Maka dari itu lah, kesetaraan gender sangat diperlukan. Apalagi menurut Kementerian Pemberdayaan Perempuan dan Perlindungan Anak, kesetaraan gender dapat memperkuat negara untuk berkembang, mengurangi kemiskinan, dan memerintah secara efektif
Wakil Ketua I Dewan Perwakilan Rakyat Daerah (DPRD) Kutai Timur (Kutim) Asti Mazar Bulang menegaskan kepada Pemerintah Kabupaten (Pemkab) Kutim segera membuat Peraturan Daerah (Perda) tentang Pengarusutamaan Gender. Karna Hal ini penting untuk memastikan kesetaraan gender di semua bidang kehidupan masyarakat.
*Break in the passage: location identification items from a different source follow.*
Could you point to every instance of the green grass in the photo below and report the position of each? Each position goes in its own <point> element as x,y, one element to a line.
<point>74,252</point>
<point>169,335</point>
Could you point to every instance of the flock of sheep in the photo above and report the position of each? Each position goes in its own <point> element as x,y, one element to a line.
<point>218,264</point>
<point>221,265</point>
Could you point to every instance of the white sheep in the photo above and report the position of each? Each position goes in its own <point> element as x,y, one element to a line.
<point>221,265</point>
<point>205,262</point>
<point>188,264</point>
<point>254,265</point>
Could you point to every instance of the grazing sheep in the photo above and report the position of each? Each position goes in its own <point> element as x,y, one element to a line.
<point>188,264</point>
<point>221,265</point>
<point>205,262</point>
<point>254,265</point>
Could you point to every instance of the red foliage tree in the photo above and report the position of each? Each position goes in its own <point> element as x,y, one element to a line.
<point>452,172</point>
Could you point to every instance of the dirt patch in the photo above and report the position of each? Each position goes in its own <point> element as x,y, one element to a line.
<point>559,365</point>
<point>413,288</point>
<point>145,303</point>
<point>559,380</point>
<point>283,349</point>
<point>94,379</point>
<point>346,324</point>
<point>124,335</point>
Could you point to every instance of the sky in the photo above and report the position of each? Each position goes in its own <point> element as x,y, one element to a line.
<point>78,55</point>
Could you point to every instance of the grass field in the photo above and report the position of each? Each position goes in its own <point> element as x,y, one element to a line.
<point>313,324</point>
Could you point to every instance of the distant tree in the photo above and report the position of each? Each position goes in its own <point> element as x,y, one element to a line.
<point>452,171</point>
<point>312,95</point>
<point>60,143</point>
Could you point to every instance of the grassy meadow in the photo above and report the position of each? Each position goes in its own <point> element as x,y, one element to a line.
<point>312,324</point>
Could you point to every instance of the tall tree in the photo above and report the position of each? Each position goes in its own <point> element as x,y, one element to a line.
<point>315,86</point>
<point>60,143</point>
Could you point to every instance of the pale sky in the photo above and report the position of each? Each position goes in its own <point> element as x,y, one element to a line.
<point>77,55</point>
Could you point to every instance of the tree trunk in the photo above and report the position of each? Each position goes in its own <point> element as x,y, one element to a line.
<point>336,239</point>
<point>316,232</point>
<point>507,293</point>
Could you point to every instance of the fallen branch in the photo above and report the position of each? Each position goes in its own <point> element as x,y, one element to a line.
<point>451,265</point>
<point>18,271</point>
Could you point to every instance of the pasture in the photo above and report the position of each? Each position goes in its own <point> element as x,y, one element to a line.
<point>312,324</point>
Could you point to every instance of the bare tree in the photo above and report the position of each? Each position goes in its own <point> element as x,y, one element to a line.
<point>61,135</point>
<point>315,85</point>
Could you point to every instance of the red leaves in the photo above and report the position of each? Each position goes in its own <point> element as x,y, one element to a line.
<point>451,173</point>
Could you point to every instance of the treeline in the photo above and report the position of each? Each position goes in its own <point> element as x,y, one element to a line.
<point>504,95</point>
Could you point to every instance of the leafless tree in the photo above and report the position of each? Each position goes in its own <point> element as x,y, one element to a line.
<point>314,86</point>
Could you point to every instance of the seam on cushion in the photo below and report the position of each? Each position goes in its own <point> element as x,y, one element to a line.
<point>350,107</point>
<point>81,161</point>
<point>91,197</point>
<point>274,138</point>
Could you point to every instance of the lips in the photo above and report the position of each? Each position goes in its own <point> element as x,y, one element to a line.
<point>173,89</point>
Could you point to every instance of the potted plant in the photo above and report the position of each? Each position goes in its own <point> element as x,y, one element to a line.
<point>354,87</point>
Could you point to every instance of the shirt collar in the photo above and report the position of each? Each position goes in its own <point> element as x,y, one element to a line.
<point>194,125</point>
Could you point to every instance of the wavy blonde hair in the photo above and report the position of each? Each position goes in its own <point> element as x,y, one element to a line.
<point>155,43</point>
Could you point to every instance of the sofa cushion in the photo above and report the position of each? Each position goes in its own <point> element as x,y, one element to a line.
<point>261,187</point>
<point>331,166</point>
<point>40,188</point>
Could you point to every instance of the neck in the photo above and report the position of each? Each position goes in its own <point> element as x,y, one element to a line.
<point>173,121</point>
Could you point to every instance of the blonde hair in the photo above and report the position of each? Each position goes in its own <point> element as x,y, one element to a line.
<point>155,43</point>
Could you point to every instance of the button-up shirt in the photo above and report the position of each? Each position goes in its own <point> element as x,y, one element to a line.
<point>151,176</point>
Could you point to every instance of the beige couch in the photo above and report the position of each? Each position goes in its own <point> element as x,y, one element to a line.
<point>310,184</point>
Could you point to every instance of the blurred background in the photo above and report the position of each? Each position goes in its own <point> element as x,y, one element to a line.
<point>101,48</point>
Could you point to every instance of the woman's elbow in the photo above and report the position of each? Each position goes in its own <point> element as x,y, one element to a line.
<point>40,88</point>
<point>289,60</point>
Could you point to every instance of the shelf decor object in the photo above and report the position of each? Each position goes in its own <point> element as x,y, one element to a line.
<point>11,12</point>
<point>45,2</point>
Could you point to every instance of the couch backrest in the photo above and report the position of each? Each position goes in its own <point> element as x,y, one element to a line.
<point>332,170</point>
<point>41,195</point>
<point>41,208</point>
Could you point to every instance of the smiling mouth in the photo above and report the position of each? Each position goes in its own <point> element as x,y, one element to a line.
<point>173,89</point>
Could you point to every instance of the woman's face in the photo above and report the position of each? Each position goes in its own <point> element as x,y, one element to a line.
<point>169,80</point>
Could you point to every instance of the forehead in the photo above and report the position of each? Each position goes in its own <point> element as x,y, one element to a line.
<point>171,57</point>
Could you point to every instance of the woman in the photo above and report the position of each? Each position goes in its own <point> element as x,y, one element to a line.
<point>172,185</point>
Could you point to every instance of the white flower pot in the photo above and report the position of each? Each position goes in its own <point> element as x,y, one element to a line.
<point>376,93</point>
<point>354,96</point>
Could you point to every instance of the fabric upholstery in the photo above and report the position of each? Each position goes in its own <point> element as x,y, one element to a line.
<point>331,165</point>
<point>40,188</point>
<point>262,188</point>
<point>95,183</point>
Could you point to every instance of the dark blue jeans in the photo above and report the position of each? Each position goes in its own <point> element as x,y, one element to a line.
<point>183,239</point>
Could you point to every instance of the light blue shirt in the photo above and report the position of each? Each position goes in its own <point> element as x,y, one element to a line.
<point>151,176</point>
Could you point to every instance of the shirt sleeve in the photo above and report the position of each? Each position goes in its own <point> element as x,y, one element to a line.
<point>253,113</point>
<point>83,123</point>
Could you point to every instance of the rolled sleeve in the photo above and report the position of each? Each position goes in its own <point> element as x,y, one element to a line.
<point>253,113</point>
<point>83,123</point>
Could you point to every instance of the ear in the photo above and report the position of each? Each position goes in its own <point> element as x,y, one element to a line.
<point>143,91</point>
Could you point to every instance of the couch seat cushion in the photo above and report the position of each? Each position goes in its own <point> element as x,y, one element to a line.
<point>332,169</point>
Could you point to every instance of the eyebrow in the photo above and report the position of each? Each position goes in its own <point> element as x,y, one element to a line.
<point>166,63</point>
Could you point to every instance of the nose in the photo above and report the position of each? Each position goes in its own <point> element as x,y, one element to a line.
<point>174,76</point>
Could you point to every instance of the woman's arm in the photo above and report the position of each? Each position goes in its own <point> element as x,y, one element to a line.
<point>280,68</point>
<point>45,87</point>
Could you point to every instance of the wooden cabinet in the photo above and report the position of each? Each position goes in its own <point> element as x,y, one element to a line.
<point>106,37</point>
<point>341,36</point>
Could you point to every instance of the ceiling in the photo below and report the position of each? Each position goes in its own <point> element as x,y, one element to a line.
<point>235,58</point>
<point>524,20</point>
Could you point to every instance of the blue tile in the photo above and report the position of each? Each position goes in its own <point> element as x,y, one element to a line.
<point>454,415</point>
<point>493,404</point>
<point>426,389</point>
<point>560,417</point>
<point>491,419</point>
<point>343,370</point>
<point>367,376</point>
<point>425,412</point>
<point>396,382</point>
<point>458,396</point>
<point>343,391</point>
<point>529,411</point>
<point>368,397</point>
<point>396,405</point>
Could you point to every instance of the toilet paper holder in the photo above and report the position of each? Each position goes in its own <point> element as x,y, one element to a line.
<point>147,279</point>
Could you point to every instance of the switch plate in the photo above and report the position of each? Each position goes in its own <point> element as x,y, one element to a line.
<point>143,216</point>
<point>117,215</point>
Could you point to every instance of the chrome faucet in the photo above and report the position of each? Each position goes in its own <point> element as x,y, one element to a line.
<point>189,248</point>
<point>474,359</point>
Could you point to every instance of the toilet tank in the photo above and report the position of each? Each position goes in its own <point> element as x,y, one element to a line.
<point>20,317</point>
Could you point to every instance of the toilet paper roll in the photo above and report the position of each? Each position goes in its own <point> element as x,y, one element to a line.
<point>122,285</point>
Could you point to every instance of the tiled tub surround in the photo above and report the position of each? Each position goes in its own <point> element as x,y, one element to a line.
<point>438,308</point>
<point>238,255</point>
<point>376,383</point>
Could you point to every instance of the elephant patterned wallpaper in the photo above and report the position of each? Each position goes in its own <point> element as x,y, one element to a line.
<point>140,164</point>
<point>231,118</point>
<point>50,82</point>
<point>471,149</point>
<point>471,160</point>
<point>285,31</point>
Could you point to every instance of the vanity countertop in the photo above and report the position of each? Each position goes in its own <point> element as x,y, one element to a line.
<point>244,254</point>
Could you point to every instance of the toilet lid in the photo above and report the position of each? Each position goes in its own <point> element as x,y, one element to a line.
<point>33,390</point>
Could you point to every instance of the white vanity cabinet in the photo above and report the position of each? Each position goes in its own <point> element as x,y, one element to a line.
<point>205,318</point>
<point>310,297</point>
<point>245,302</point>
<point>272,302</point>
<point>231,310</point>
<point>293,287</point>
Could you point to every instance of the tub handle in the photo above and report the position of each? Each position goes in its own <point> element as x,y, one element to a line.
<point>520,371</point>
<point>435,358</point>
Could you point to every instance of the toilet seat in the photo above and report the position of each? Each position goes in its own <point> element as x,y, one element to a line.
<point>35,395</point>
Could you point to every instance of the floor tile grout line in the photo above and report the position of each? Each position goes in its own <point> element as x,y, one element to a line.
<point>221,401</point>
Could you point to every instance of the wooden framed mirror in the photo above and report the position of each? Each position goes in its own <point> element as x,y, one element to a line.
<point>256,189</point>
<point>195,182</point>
“Saat ini, Kutim belum memiliki Perda tersebut. Padahal, itu merupakan instrumen hukum yang penting untuk mewujudkan kesetaraan gender,” Ujar Asti
Perda ini bisa menjadi acuan bagi pemerintah daerah dalam menyusun kebijakan dan program yang berpihak pada perempuan dan kelompok rentan lainnya. Serta bisa menjadi solusi untuk mengatasi kesenjangan gender tersebut. Juga dapat mendorong Pemkab Kutim untuk mengalokasikan anggaran yang lebih besar untuk program-program yang berpihak pada perempuan dan kelompok rentan lainnya.
“Untuk itu, pemkab Kutim harus segera membuat Perda Pengarusutamaan Gender. Perda Pengarusutamaan Gender dapat menjadi instrumen hukum yang penting untuk mewujudkan kesetaraan gender yang ada di Kutim,” Ucapnya.